By then, the Thomas Fire was already 12 days old, sparking to life around 6:20 p.m. on Monday, December 4, in Ventura County, near Thomas Aquinas College. By then, the out-of-control wildfire had already destroyed hundreds of Ventura homes and forced thousands to evacuate. By then, a class-action lawsuit had already been filed, alleging its cause was connected to a Southern California Edison project. By then, it had already jumped Highway 33 and the Ventura River and burned right down to Highway 101 at Faria Beach Park. By then, the Thomas Fire had already killed two: 70-year-old Virginia Pesola, who died in a car crash while evacuating near Santa Paula; and 32-year-old firefighter Cory Iverson, who died working the inferno’s southeastern edge, outside Fillmore.
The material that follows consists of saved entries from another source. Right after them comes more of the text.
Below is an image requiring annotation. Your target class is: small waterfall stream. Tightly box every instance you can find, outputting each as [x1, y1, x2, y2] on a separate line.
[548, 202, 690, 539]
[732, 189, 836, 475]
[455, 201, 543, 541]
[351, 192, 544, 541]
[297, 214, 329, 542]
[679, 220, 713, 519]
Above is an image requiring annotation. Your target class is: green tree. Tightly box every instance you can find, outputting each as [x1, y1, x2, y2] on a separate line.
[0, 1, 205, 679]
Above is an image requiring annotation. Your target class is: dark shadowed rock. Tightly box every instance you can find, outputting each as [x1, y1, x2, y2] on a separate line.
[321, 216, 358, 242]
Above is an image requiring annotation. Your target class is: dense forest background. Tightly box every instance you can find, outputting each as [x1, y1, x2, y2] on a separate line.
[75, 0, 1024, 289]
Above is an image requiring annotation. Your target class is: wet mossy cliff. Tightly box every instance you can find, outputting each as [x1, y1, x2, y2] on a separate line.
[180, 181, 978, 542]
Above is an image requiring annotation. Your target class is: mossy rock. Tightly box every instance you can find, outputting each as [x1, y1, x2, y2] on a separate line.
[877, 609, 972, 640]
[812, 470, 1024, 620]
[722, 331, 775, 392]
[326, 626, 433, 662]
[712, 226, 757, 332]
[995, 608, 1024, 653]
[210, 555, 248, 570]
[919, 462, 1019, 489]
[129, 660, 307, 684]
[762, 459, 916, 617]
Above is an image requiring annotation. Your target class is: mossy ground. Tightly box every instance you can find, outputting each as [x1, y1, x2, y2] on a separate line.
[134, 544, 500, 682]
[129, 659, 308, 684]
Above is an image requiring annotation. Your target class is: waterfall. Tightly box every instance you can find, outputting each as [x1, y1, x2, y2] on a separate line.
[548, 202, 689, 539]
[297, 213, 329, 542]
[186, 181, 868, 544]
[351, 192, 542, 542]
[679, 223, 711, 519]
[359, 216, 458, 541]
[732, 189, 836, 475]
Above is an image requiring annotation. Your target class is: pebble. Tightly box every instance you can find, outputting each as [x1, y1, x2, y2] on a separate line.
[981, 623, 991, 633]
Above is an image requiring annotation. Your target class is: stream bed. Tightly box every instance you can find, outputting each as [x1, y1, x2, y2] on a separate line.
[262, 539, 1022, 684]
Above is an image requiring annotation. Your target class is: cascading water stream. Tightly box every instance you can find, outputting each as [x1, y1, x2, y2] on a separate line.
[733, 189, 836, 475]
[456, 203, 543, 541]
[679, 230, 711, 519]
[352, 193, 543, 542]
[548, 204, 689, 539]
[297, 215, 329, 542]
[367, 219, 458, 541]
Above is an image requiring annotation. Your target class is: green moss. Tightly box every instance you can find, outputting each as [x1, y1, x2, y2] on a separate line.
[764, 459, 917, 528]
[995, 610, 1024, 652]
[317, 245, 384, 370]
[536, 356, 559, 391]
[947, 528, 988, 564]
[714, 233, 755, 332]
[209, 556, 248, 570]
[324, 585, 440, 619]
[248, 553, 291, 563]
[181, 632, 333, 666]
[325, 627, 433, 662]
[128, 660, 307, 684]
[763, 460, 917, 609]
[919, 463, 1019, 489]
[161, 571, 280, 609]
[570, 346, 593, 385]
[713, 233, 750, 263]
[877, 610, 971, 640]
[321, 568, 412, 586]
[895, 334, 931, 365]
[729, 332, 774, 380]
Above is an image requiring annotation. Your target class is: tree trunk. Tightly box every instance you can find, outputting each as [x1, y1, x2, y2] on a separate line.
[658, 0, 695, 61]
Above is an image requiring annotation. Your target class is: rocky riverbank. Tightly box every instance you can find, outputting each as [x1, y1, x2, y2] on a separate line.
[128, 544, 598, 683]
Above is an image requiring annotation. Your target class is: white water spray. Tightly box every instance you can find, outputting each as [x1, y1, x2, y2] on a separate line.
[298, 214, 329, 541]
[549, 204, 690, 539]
Needless to say, Santa Barbara firefighters saw this thing coming. As the fire jumped Highway 150 and landed in the backcountry north of Carpinteria, hand crews and dozers were opening up long-established fuel breaks from the county line westward. Then they got a big break. While relative humidity remained at dangerously low, single-digit levels, weather forecasters predicted four days of calm wind, a welcome reprieve after more than a week straight of unseasonal Santa Anas.